En plus des promesses faites à leurs parents qui ont été violées, ces enfants restavèk sont psychologiquement détruits. Foulés au pied, ils deviennent des êtres sans aucun amour propre à force d’être vilipendés au quotidien. Et malheureusement plusieurs d’entre eux, longtemps après, restent sous l’emprise des séquelles laissées par les incidents ayant marqué cette épisode critique de leur vie.

Ainsi donc, il serait plus que temps d’investir pour doter le pays d’instances avec la mission d’encadrer les familles haïtiennes en situation extrêmement précaire. En les aidant à faire face aux nombreux défis rencontrés notamment en milieux ruraux, par exemple l’inaccessibilité que ce soit à des centres de santé adéquats, à l’eau potable ou encore à une éducation de qualité, on leur permettra de subvenir à leurs besoins.

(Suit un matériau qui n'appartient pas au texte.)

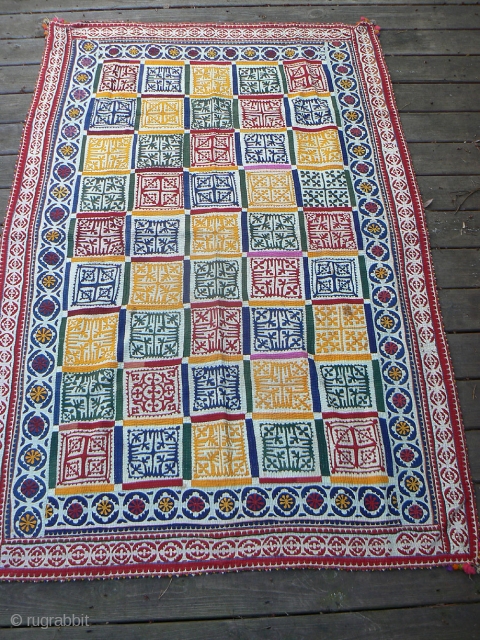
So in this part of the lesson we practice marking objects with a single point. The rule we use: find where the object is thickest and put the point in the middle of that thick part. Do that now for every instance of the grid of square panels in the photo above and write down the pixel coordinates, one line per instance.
(217, 327)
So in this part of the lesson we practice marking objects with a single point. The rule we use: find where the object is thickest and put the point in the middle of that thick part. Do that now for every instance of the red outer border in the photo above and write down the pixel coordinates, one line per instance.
(432, 294)
(166, 568)
(17, 184)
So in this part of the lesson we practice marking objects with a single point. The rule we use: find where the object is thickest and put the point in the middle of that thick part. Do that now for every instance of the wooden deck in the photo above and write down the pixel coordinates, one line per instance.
(433, 54)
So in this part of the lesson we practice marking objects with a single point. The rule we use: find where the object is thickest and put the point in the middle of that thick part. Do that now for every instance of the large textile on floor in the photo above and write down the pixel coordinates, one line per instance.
(220, 341)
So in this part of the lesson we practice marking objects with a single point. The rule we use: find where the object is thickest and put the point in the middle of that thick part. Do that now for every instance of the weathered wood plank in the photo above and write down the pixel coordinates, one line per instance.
(449, 17)
(451, 192)
(442, 623)
(449, 230)
(473, 446)
(403, 69)
(469, 395)
(457, 268)
(37, 6)
(437, 97)
(460, 309)
(428, 69)
(431, 42)
(29, 50)
(441, 127)
(237, 594)
(14, 107)
(410, 99)
(465, 352)
(445, 158)
(18, 79)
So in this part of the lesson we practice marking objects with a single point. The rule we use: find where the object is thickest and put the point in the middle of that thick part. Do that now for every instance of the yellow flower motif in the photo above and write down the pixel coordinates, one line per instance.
(402, 428)
(386, 322)
(373, 228)
(381, 273)
(286, 501)
(395, 373)
(226, 504)
(366, 187)
(412, 483)
(60, 192)
(52, 236)
(104, 507)
(32, 456)
(43, 335)
(66, 150)
(49, 281)
(38, 393)
(28, 522)
(343, 501)
(165, 504)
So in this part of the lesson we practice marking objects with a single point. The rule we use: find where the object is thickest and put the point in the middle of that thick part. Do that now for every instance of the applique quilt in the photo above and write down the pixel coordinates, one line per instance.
(220, 340)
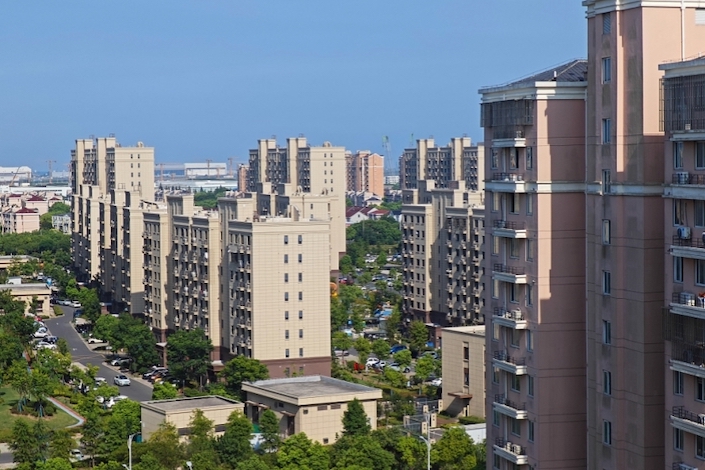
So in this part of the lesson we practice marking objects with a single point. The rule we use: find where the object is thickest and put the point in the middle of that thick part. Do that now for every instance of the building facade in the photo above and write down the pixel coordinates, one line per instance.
(535, 266)
(442, 243)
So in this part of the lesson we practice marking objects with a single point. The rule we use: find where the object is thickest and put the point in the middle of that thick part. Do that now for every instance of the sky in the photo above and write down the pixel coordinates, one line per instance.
(206, 79)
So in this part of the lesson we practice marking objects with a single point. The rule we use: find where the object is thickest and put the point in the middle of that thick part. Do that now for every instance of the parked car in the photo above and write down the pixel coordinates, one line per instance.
(121, 380)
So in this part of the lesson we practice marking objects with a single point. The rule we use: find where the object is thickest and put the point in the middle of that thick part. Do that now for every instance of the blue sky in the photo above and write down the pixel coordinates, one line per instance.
(206, 79)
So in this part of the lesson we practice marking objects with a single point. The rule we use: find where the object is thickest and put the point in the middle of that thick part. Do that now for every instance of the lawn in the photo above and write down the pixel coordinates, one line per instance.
(8, 399)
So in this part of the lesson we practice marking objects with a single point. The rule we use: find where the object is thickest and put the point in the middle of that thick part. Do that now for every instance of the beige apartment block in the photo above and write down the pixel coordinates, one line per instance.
(307, 170)
(180, 412)
(314, 405)
(365, 172)
(535, 266)
(34, 292)
(442, 245)
(683, 105)
(463, 356)
(626, 289)
(457, 161)
(276, 299)
(109, 183)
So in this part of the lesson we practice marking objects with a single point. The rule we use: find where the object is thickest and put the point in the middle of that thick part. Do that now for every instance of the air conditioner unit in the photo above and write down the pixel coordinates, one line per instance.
(684, 233)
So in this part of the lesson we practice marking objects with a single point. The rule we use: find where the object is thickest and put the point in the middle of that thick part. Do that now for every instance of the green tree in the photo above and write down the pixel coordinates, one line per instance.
(242, 369)
(269, 427)
(60, 444)
(381, 348)
(234, 445)
(299, 453)
(418, 336)
(355, 420)
(188, 353)
(164, 391)
(454, 451)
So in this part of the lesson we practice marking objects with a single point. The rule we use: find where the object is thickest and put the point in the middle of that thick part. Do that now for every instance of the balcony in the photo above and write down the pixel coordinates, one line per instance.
(508, 229)
(509, 408)
(688, 421)
(512, 452)
(511, 274)
(511, 364)
(507, 183)
(514, 319)
(685, 245)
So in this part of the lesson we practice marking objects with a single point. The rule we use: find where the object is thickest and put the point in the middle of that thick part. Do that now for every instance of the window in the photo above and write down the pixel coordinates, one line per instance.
(606, 131)
(678, 439)
(606, 181)
(516, 383)
(606, 69)
(679, 212)
(677, 382)
(700, 155)
(677, 269)
(607, 432)
(606, 231)
(677, 155)
(699, 272)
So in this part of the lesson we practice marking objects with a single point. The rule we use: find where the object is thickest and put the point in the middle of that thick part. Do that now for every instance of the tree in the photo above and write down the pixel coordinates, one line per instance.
(234, 444)
(164, 391)
(299, 453)
(418, 336)
(269, 427)
(454, 451)
(381, 348)
(242, 369)
(60, 444)
(188, 353)
(355, 420)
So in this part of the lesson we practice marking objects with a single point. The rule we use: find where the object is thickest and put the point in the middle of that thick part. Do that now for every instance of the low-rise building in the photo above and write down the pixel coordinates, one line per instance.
(463, 360)
(312, 404)
(179, 412)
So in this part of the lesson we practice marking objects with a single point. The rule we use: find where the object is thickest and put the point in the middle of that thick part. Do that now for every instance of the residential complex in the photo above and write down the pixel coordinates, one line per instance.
(442, 248)
(365, 172)
(458, 161)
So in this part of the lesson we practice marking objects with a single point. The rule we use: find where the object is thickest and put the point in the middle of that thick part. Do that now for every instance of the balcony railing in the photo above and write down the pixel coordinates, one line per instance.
(509, 447)
(507, 177)
(504, 357)
(509, 225)
(503, 400)
(503, 268)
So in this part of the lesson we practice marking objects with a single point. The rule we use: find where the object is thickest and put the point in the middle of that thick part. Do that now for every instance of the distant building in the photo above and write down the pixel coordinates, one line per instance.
(313, 404)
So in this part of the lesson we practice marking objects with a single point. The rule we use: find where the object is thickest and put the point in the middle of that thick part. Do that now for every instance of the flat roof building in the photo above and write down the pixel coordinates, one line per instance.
(312, 404)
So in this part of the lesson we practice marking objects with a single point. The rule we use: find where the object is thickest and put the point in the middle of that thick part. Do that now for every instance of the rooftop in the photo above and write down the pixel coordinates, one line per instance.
(179, 404)
(310, 386)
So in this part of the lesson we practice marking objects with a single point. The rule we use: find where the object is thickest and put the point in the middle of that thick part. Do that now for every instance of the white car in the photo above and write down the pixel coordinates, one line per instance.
(121, 380)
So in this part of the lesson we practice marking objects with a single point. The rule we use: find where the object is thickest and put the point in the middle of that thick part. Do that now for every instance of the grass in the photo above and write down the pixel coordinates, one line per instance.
(8, 400)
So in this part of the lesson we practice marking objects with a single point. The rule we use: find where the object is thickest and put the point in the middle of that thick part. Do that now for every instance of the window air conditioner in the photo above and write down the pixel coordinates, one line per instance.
(684, 233)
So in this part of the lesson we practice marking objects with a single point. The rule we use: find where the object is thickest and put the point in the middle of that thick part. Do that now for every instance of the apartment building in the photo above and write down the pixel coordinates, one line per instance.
(459, 160)
(365, 172)
(442, 245)
(626, 289)
(304, 170)
(535, 267)
(109, 183)
(276, 300)
(683, 105)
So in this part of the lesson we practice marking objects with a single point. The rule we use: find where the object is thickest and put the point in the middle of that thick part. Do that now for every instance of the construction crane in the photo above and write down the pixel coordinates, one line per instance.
(50, 172)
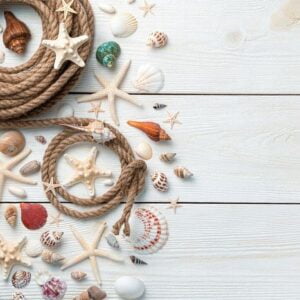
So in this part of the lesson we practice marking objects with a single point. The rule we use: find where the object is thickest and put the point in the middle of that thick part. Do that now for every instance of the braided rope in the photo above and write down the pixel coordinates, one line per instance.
(35, 86)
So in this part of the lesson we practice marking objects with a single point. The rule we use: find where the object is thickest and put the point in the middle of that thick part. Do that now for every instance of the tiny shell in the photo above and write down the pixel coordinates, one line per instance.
(129, 288)
(160, 181)
(144, 151)
(182, 172)
(78, 275)
(21, 279)
(30, 168)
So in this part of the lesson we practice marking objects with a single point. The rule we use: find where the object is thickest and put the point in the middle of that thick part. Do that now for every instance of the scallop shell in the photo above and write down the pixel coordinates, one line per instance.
(160, 181)
(51, 239)
(149, 79)
(20, 279)
(182, 172)
(149, 230)
(123, 24)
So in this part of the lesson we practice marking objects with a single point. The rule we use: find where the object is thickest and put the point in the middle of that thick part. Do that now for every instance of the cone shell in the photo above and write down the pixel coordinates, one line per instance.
(16, 34)
(151, 129)
(160, 181)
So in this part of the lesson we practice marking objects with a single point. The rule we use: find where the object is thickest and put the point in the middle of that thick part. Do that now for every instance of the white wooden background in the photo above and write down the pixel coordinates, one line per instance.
(237, 235)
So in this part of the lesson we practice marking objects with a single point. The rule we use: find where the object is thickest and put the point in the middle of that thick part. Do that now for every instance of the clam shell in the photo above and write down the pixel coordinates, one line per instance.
(149, 230)
(21, 279)
(123, 24)
(149, 79)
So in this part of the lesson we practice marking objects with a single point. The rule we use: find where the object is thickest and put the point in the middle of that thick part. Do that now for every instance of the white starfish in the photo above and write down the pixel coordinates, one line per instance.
(91, 252)
(5, 170)
(66, 8)
(172, 119)
(66, 47)
(111, 91)
(86, 171)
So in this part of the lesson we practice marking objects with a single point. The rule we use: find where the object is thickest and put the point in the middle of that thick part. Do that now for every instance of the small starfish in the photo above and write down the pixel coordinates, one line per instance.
(66, 47)
(147, 8)
(91, 252)
(172, 119)
(5, 170)
(66, 8)
(111, 91)
(86, 171)
(51, 186)
(174, 204)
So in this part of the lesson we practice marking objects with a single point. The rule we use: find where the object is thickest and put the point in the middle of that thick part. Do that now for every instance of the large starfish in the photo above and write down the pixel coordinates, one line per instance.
(111, 91)
(91, 252)
(66, 47)
(11, 254)
(5, 170)
(86, 171)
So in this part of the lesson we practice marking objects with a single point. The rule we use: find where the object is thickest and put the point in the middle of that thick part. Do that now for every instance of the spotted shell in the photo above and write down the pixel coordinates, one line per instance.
(51, 239)
(160, 181)
(21, 279)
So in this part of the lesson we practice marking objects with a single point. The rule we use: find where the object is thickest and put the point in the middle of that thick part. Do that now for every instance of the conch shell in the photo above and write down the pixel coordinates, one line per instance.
(16, 35)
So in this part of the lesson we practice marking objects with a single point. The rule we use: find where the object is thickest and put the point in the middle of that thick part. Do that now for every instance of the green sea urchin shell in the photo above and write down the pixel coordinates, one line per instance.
(107, 54)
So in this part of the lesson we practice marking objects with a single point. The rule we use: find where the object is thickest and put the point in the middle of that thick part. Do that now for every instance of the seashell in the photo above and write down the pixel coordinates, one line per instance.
(16, 34)
(51, 239)
(107, 54)
(54, 289)
(109, 9)
(30, 168)
(12, 142)
(157, 39)
(149, 230)
(41, 139)
(51, 257)
(149, 79)
(160, 181)
(78, 275)
(129, 288)
(123, 24)
(112, 241)
(18, 192)
(20, 279)
(182, 172)
(11, 214)
(144, 151)
(167, 156)
(34, 248)
(151, 129)
(137, 261)
(34, 216)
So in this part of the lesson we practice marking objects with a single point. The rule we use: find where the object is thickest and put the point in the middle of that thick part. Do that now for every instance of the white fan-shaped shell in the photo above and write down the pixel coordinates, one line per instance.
(123, 24)
(149, 79)
(148, 230)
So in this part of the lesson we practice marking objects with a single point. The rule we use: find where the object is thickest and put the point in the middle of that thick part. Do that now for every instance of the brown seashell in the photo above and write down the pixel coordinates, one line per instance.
(151, 129)
(16, 34)
(12, 142)
(10, 215)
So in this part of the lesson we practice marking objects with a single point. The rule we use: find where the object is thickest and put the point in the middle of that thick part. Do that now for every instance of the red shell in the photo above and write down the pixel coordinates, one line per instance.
(34, 216)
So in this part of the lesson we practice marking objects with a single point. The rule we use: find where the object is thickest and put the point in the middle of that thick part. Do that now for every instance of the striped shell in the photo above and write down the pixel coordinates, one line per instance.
(160, 181)
(51, 239)
(149, 230)
(21, 279)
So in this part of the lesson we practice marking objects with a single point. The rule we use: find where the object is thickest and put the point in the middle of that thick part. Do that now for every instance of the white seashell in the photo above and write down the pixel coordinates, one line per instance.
(149, 79)
(148, 230)
(144, 151)
(123, 24)
(129, 288)
(18, 192)
(107, 8)
(34, 248)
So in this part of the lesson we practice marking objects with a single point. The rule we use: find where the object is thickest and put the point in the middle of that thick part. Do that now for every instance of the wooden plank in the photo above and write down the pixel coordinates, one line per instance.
(198, 59)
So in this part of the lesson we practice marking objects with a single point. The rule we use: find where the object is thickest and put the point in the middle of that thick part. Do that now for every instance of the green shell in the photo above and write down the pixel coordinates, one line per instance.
(107, 54)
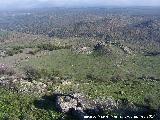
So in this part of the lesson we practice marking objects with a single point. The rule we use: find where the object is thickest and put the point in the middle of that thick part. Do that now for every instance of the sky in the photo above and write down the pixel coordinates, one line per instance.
(9, 4)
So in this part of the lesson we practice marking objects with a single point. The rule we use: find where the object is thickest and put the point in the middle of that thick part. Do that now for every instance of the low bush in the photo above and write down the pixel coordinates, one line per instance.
(32, 73)
(52, 47)
(11, 52)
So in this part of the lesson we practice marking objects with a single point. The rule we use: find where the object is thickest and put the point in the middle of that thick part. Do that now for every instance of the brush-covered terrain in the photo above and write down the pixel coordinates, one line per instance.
(98, 52)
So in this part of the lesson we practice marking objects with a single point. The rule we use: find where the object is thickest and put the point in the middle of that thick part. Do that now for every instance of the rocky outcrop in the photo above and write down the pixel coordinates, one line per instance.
(20, 85)
(79, 106)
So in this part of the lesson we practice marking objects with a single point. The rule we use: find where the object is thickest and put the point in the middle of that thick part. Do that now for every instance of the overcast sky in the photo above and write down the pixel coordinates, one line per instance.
(7, 4)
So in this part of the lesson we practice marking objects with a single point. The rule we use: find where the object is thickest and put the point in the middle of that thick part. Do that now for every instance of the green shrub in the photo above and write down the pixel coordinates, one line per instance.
(52, 47)
(32, 73)
(12, 51)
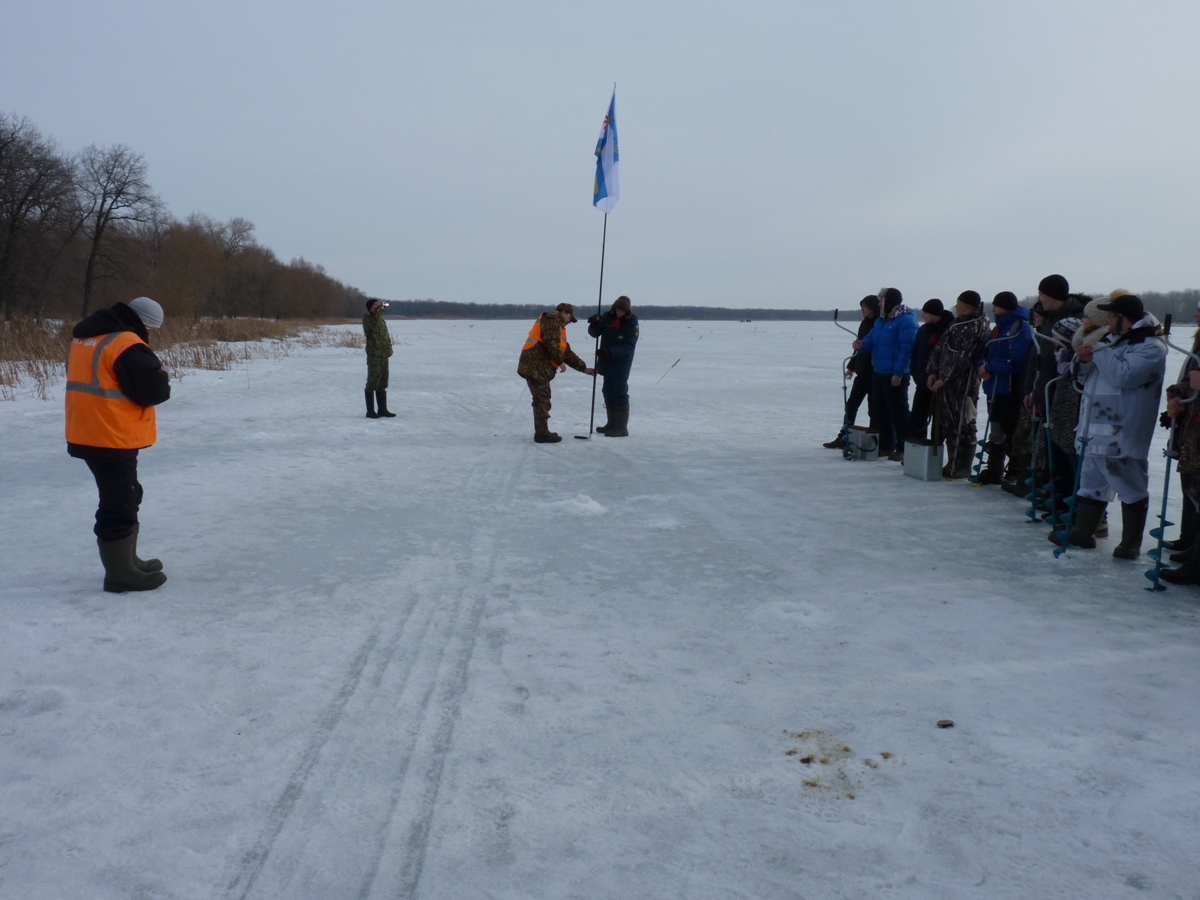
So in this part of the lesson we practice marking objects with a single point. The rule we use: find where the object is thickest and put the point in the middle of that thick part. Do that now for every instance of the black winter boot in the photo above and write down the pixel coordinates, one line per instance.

Et donc, l’on supprimera peu à peu la nécessité pour ces familles majoritairement monoparentales de se séparer de leurs enfants.

400.000 ils sont en tout, à croire le Ministère des affaires sociales et du travail (MAST). Et de ces 400.000 enfants en situation de domesticité, 207.000 sont en situation inacceptable. Autrement dit, plus de la moitié de ces enfants sont maltraités au quotidien par leur « famille d’accueil » et n’ont accès ni à la santé ni à l’éducation.

Avant partout ailleurs, c’est en Haïti que l’esclavage fut définitivement aboli sous l’impulsion des esclaves insurgés conduits par Toussaint Louverture. « Il ne peut exister d’esclaves sur ce territoire, la servitude est à jamais abolie. Tous les hommes y naissent, vivent et meurent libres (…). », stipulait l’article 3 de la Constitution haïtienne promulguée le 8 juillet 1801.

Et pourtant, deux siècles après, on assiste encore à cette forme de servitude devenue à contrecoeur la norme.